Tech Specs
Eight-cylinder in-line engine, single overhead camshaft, 298 cubic inches, 115 hp at 3600 rpm. HP to WT Ratio: 38.94
Before/After
1928 Stutz
About the 1928 Stutz BB Black Hawk Boattail Speedster
The Black Hawk was new Stutz chief Fred Moskovics’ counterpoint to the Bearcat, the muscular and raucous brute of a machine Harry Stutz introduced before the First World War. What was right then was wrong now, Moskovics was convinced. The American sporting driver of the twenties wanted sophistication in addition to speed. A veteran of Franklin and Marmon, Moskovics refined the Stutz into the Vertical Eight (s.o.h.c., dual ignition, nine main bearings) with Safety Chassis (under slung worm drive, hydraulic brakes).

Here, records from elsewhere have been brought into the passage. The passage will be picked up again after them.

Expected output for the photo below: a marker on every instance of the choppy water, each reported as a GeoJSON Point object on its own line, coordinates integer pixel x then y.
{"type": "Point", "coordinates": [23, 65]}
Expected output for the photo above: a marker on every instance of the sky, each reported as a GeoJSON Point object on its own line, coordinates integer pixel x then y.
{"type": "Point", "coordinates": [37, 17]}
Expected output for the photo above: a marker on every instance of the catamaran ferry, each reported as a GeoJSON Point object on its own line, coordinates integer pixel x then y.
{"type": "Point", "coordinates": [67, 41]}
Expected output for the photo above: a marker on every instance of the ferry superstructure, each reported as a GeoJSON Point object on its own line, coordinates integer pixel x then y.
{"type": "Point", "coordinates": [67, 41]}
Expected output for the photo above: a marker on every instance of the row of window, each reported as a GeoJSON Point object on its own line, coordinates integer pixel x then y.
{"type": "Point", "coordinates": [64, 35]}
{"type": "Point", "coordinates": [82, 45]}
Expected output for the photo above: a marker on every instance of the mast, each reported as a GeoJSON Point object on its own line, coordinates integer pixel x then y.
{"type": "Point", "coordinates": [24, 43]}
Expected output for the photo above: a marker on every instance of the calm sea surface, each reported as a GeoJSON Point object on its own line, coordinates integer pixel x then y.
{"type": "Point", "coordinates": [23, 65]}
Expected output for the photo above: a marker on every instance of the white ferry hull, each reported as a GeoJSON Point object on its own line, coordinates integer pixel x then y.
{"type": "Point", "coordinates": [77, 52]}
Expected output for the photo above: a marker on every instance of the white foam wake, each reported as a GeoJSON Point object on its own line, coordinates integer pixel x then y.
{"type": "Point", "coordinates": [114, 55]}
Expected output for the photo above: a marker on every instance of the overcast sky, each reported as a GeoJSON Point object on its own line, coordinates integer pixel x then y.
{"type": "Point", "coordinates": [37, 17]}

At the New York National Auto Show in 1926, spectators bent over to see why the car was so low. Its pedigree dictated that this new Stutz be sent racing, and this was done in 1927 with the Black Hawk Speedster, set on the shorter of the Series BB chassis and a whopping 1,377 pounds less weighty than the Stutz sedan. Five victories in two weeks were the immediate result – and the AAA National Stock Championship.
Black Hawk victories during Daytona’s Speedweek the following January numbered three, among them a 106.25 mph run that made Stutz America’s fastest production car. Moskovics was unimpressed. Records should be made in races, he sniffed, peeved that the Contest Board was putting its imprimatur on private board track records made by Auburn.
Besides, Moskovics had a race of his own to occupy his time: the celebrated 24-hour contest that pitted the Black Hawk against Charles Weymann’s Hispano-Suiza, and which Stutz would lose. Nothing had ever broken on a Black Hawk in a race before. A valve keeper did that day; the valve dropped and broke the connecting rod. For Le Mans in June, however, that same Charles Weymann entered a Black Hawk to challenge the “Bentley boys,” who regarded that race as their private preserve. What a fight it was – the lone Stutz battled the three cars of the Bentley team with ferocity, dogged two of them into retirement, and finished second behind the third.
Two decades after it was built, the display car, driven by Dud C. Wilson, raced at Watkins Glen in 1948.